Princesses are everywhere. The word is basically synonymous with little girls of a school-going age. It’s so prevalent it seems to have reached a tipping point where many parents think it's all too much and have celebrated, and even joined, the anti-princess movement. But not me. I’m all about embracing its frills and furbelows.
As such, I took my kindergartner with me to a screening of Disney’s new, live-action Cinderella. We were both way excited after seeing the swoony, color-drenched, classic-Kenneth-Branagh teaser trailer. And the fact that an exclusive Frozen Fever short was slated to play beforehand didn’t hurt either.
Cinderella was my favorite princess as a child, and even though I was more of a sideburns-and-skinned knees kind of girl, her dreamy “ever after” left me starry-eyed after each VHS tape viewing. Because despite the extenuating circumstances, she never let anyone change her. A powerful lesson for an impressionable little kid to learn.
Turns out there are other great lessons to be learned from fairytales like Cinderella that have nothing to do with glass slippers, handsome princes or talking mice, and everything to do with raising smart kids.
Fairytales are EOE. Stories are equal opportunity experiences - meaning any kid can and should take part in their magic. And when I look at my youngest child, a girl made of brains and beauty, who flings sunshine and glitter with both hands, I understand why it’s so important to encourage imaginative thinking and romps through the gilded depths of make believe, no matter how princessy she makes them. Creative play is a crucial part of childhood development, and getting lost in the fantasy is part of that.
Princesses can be anything. They’re the strong, spunky, smart protagonists at the helm of their own stories, which if you think about it, makes “princess culture” anything but limiting. Society lives for the idea that “girls can have it all,” and letting them twirl endlessly in a beautiful ball gown or run around the backyard in a superhero cape and mask empowers them to believe it.
There is no such thing as a passive princess.

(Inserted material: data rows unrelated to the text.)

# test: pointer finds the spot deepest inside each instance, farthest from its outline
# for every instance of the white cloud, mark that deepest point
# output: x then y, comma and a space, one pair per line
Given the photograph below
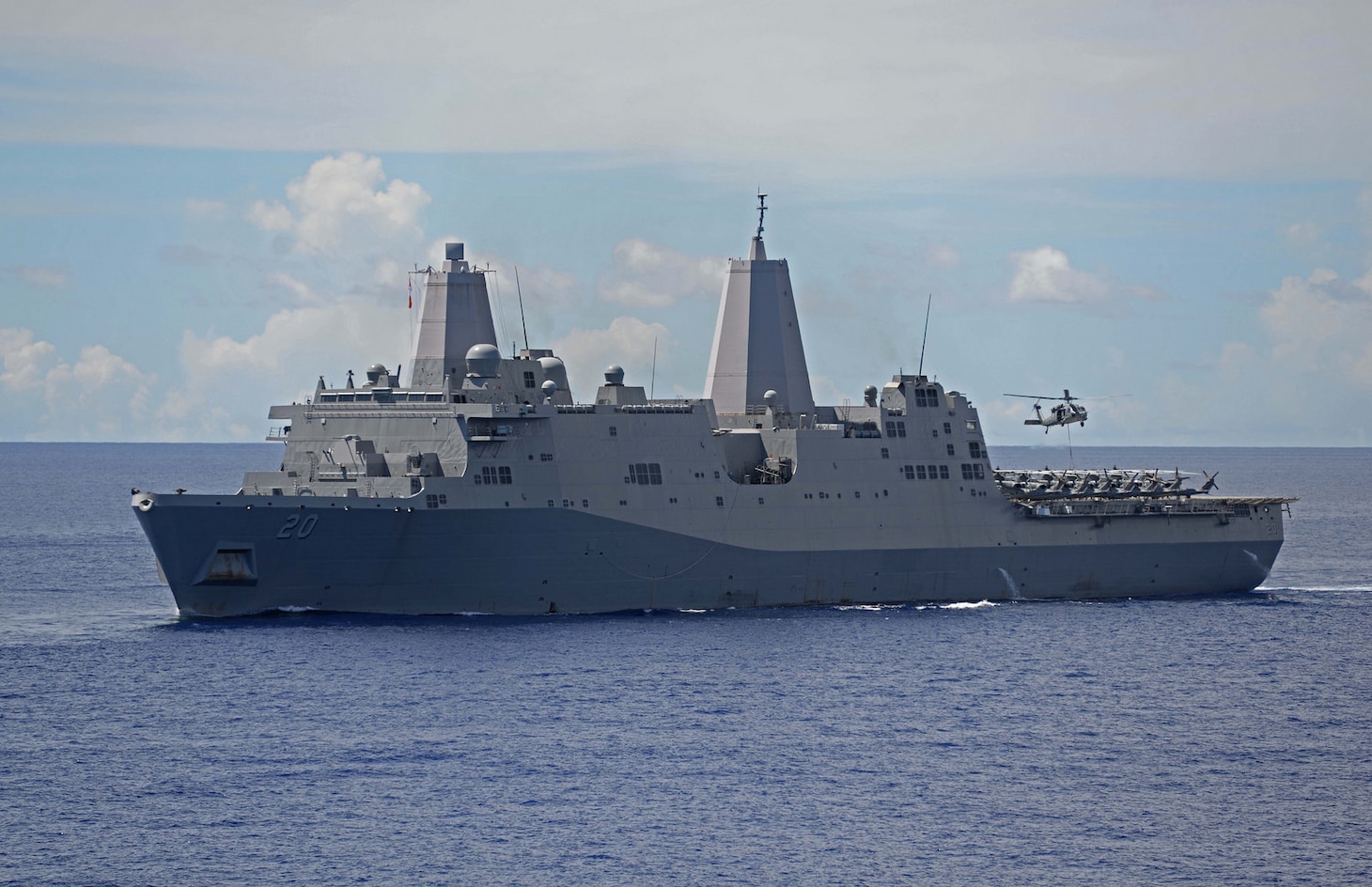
627, 342
942, 256
339, 196
1044, 274
1303, 235
650, 275
25, 359
197, 209
1071, 88
44, 277
1321, 324
226, 384
98, 397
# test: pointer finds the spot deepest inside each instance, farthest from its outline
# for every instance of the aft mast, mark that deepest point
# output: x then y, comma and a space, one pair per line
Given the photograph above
757, 344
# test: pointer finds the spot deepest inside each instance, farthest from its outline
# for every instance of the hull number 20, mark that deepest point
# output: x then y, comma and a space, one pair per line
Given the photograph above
297, 528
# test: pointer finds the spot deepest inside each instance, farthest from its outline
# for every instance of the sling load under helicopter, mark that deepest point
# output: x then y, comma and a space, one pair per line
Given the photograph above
1067, 412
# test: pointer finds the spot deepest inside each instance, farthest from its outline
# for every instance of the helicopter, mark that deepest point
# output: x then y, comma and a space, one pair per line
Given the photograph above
1064, 412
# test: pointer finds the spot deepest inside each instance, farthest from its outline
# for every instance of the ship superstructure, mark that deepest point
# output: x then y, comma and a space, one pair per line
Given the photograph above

My daughter knows she can do anything because I’ve told her (and shown her) that she can. I’m a work-home mom, so she sees firsthand what it means to succeed and fail, and understands that perseverance trumps passiveness every time. As her life-long guides and teachers, my husband and I are the ones responsible for her formation. Not fairytales. They are, however, excellent tools to help encourage her.
Kids are smart. Like really smart. They have insight and common sense and are not going to walk away from a movie like Cinderella all pearl clutchy about Lily James’ waistline, thinking love at first sight is the only kind worth having, and that blended families are tantamount to unspeakable horrors. Adults are the ones who go there. Just let kids be kids.
Fairytales make certain life lessons easier to understand. Kids are still kids after all. Good and bad, life and death, love and hate – all of them are black and white, and in this case, Cinderella’s positive traits (humility, kindness, compassion) and Lady Tremaine’s negative ones (jealously, anger, greed) make great pocketable takeaways for kids. That they double as teachable moments for parents wins by default.
There are already so many things to be vigilant about as a parent. Why add fairytales and the princesses that come with them to the list?